学校に対して子供の教育についてあれこれやかましく言うモンスターペアレントとか、商品やサービスにけちをつけて会社を脅すクレーマーなどが問題になっている。
組織側はきちんとした対策を採っていくしかないが、一方でそういうことに振り回されるのも組織活動の生産性を著しく落とすことになりかねない。
東芝の不正会計案件は、経営者に業績の重圧をかけられた社員がやむなく不正会計に手を染めたという構造が読み取れるが、経営者自身も市場というところから重圧を受けている。それをやや遠巻きに見ると、経営者に対するガバナンスが機能していなかったということになるが、いずれも経営者が絡む会計不正の構造を一般的なロジックで説明したに過ぎない。
世の中は輪廻転生で循環していると考えると、経営者に重圧を与えている市場はどのように東芝のガバナンスに対して作用したのだろうか。そもそも巨額な損失が発生するような取引を分かっていながら会社が受注せざるを得なかったという問題は、単にガバナンス機能の問題だけで済ませられるのだろうか。市場が経営者にプレッシャをかけてそれを要求したのだろうか。でないとすれば経営者が感じるプレッシャとは幻想なのだろうか。
ここ20年くらいの間の議論として、何でも市場の仕組みに任せておけばよいという考え方と、市場にも規制が必要だという考え方とが並存してきて、答えは出ていない。いまの市場の構造を与件とした議論をこのまま進めてよいのかという意見は、ほとんど聞かれない。
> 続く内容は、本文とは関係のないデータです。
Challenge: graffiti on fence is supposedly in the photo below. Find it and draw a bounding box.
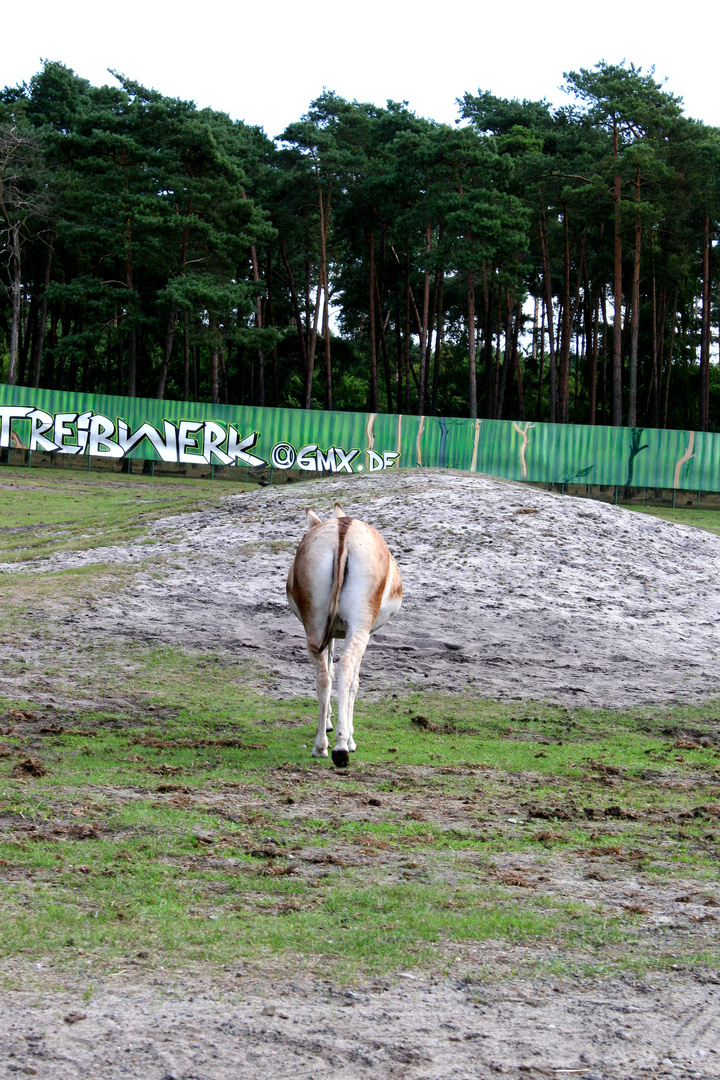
[2,385,720,490]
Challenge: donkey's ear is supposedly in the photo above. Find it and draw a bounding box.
[305,509,322,527]
[333,502,345,518]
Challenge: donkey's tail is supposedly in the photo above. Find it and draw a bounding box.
[315,516,352,654]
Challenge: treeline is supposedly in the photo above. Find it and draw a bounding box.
[1,60,719,429]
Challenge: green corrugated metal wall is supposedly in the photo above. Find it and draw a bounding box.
[1,383,717,490]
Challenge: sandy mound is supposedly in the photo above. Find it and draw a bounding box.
[18,469,720,709]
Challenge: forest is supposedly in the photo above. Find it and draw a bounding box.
[1,60,719,430]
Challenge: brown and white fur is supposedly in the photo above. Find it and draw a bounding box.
[286,502,402,767]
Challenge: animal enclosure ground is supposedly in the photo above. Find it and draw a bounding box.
[1,468,719,1078]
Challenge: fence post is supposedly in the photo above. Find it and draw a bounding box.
[27,449,32,469]
[672,489,676,509]
[614,486,618,505]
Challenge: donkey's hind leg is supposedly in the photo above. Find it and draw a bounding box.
[325,641,335,733]
[310,646,332,758]
[333,629,370,766]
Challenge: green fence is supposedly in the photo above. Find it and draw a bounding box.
[1,383,719,491]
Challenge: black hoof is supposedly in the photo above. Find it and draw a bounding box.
[332,748,350,768]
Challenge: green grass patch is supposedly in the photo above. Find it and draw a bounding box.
[624,503,720,537]
[0,470,247,564]
[1,649,719,979]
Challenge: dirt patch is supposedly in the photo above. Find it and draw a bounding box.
[4,470,720,710]
[1,966,719,1079]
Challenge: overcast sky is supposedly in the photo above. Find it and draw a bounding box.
[4,0,719,137]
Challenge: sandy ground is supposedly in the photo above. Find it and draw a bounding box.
[4,469,720,709]
[2,966,720,1080]
[3,470,720,1077]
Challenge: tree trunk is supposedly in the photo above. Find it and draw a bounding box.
[396,308,403,415]
[266,254,279,407]
[280,239,310,392]
[322,262,332,410]
[628,169,642,427]
[19,297,38,388]
[417,223,432,416]
[537,298,545,420]
[558,206,572,423]
[699,216,711,431]
[422,267,440,408]
[127,329,136,397]
[484,282,495,418]
[7,224,21,385]
[32,236,53,388]
[612,124,623,425]
[589,294,599,425]
[404,251,411,413]
[374,275,393,412]
[156,310,178,399]
[514,310,525,422]
[209,315,219,404]
[496,291,514,419]
[431,273,444,415]
[318,188,332,411]
[467,269,477,418]
[220,336,229,404]
[249,243,265,407]
[662,285,679,429]
[182,311,190,401]
[538,193,558,423]
[493,290,502,417]
[368,230,378,411]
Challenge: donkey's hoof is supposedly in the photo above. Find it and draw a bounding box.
[312,746,329,758]
[332,748,350,768]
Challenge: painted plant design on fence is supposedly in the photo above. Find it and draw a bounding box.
[674,431,696,489]
[626,428,650,487]
[512,422,536,479]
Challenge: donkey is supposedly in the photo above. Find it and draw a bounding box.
[287,502,403,766]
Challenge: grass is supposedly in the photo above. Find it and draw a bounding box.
[1,651,719,981]
[0,469,248,564]
[622,504,720,537]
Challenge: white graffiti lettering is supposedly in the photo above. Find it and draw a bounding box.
[176,420,204,463]
[0,407,32,448]
[89,415,124,457]
[29,410,57,452]
[271,442,395,473]
[226,429,265,467]
[2,403,400,474]
[334,446,361,473]
[271,442,296,469]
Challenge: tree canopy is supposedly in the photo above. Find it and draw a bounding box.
[1,60,719,430]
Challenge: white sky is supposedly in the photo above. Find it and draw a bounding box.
[3,0,719,137]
たとえばバブルも市場の仕組みだし、それが崩壊するのも市場が持つ自滅の仕組みである。それに振り回されている経済社会に生きなければいけない人たちは、いまは手に負えないモンスターと化した市場の問題と責任とをお互いが押し付けあっているようにも見える。人間が生んだ市場に人間が飲み込まれる構造は、高度な人工知能を有したロボットたちに人間社会が乗っ取られるハリウッド映画にいかにもありそうなネタである。
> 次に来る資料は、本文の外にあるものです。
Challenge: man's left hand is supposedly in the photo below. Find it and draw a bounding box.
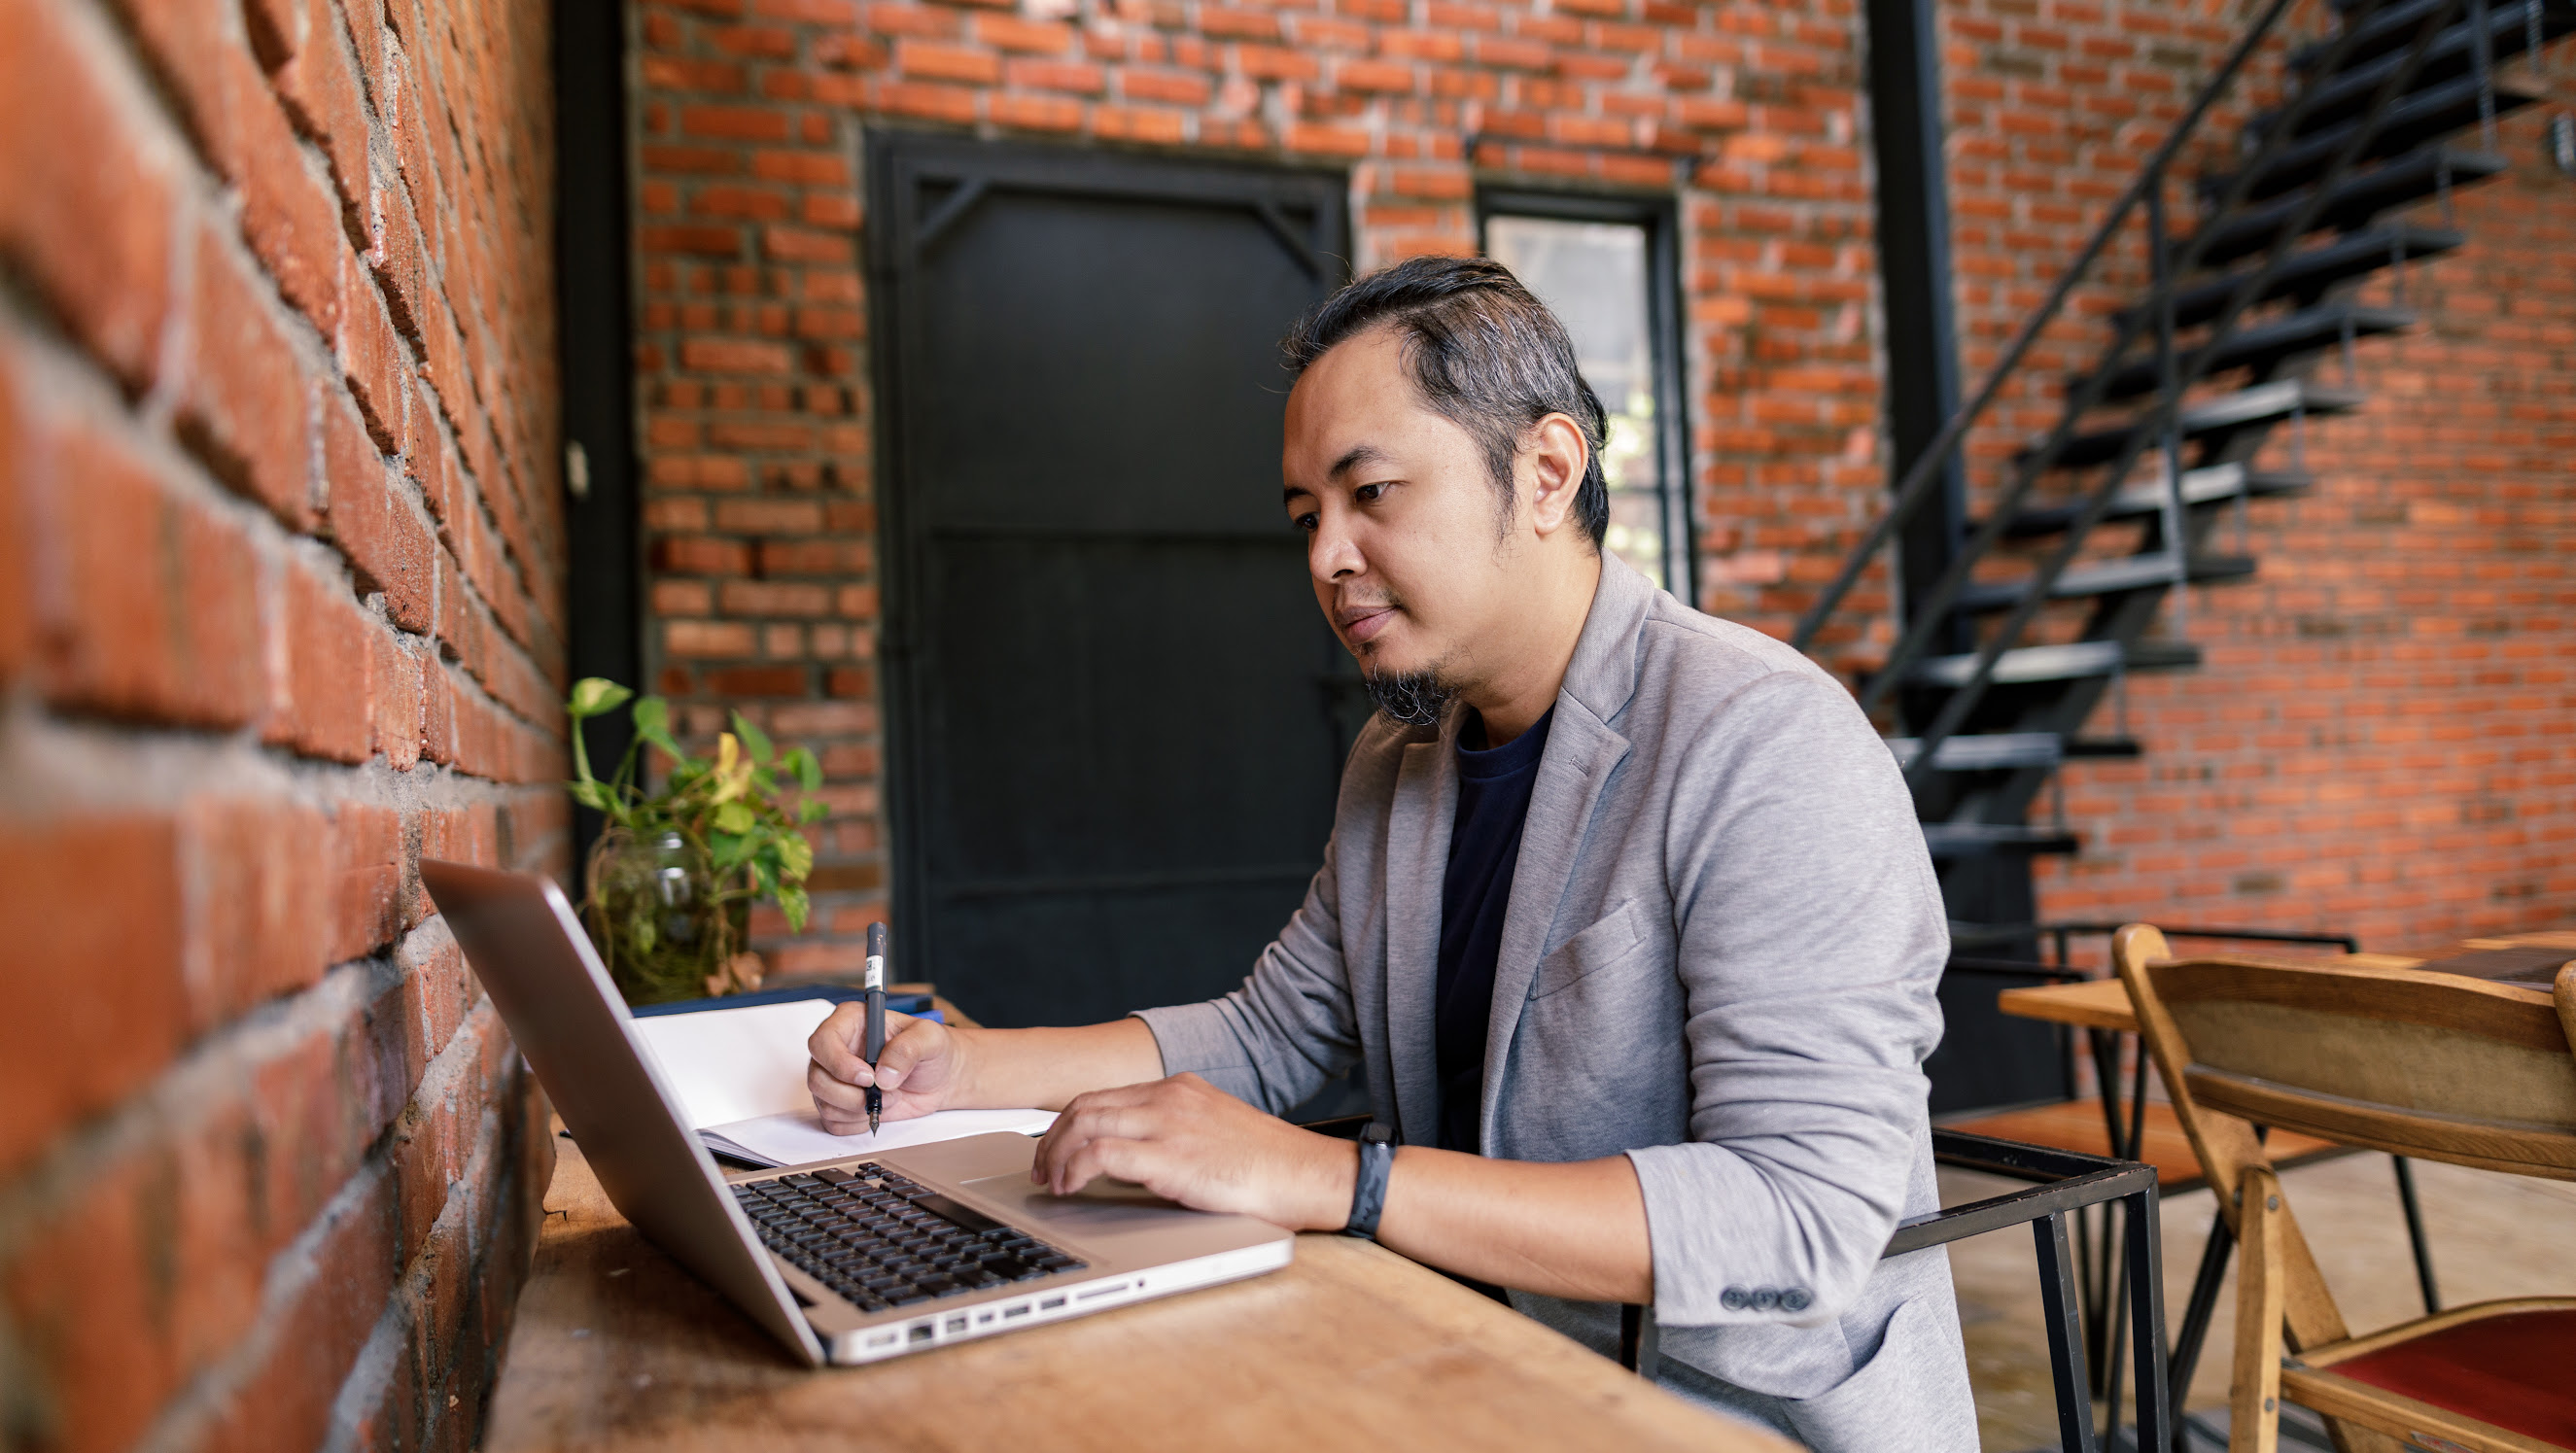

われわれはいったいどのような世界を目指しているのか。市場というモンスターに本当に「神の見えざる手」が働いているとすれば、その神の意思とやらを誰が「神の意思」と判断しているのか。市場のガバナンスを考えることは神の意思ではなく人の意思を市場に入れることである。それが市場を規制するかどうかという二元論ではない。